31º Domingo do Tempo Comum - Ano B
"Qual é o primeiro de todos os mandamentos?"
Mc 12, 28b
Este é o número de preceitos e mandamentos que os rabinos do tempo de Jesus tinham encontrado nos cinco primeiros livros da Bíblia. Cumpri-los era a tarefa que cada judeu devia abraçar. 365 (como os dias do ano) eram as acções a evitar; 248 (como os membros do corpo) as acções a praticar. Bem, as mulheres estavam isentas de cumprir os 248 positivos! Claro que muitos procuravam resumi-los, sintetizá-los e estabelecer prioridades. A lógica da contabilidade não faz crescer o amor. Pode gerar perfeccionistas, “heróis” e “recordistas”, mas não faz santos. Quem conta o que oferece, quem mede o que dá, não conhece a alegria da gratuidade. E facilmente começa a julgar os outros!

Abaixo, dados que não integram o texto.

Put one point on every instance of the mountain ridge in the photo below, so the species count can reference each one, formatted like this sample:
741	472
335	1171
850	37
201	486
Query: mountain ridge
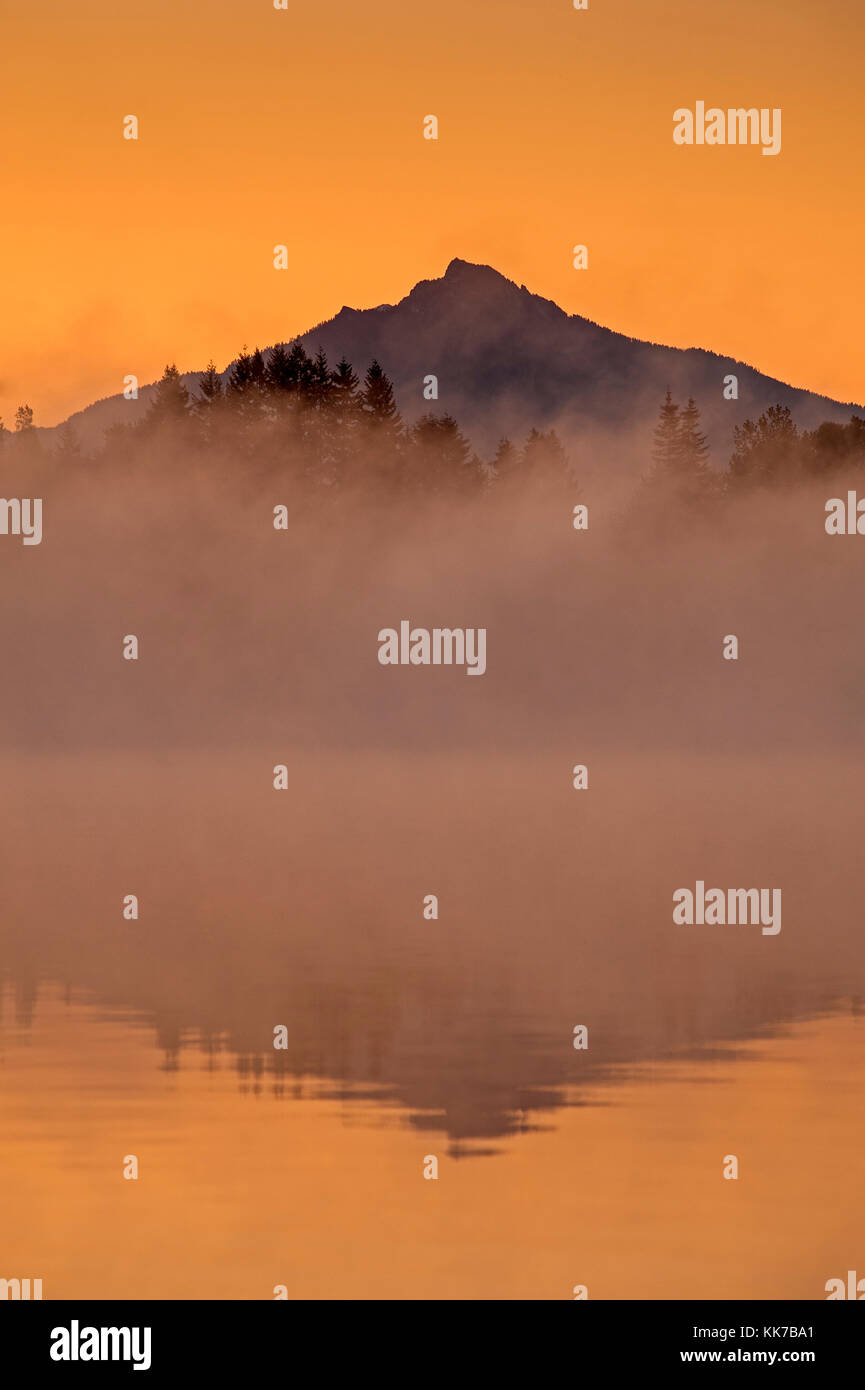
508	360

A extensa lista de preceitos da lei de Israel ficou resumida por Jesus no mandamento “entrelaçado” do amor a Deus e ao próximo. Ficou pouco trabalho para os legalistas e fiscalizadores das infrações! Se as cerimónias grandiosas e as liturgias sublimes feitas a Deus podiam valer tanto, ou menos, que um pouco de pão dado a quem tem fome, ou um gesto de carinho a quem sofre, para onde iria a religião? Mais do que o “muito”, Jesus pede o “todo”: coração, alma, força e inteligência. Sem separar Deus e o próximo: não se ama verdadeiramente com divisões, e só chegamos a Deus e aos outros inteiros. Bem o disse Clarice Lispector: “Não suporto meios termos. Por isso, não me doo pela metade. Não sou sua meio amiga nem seu quase amor. Ou sou tudo ou sou nada”! Se o mandamento fundamental é o amor, então a religião chama-se caridade, luta pela justiça, serviço aos pobres, procura da verdade, construção da paz, louvor a Deus pelos dons da vida! Não tinha razão Santo Agostinho quando dizia: “Ama e faz o que quiseres!”?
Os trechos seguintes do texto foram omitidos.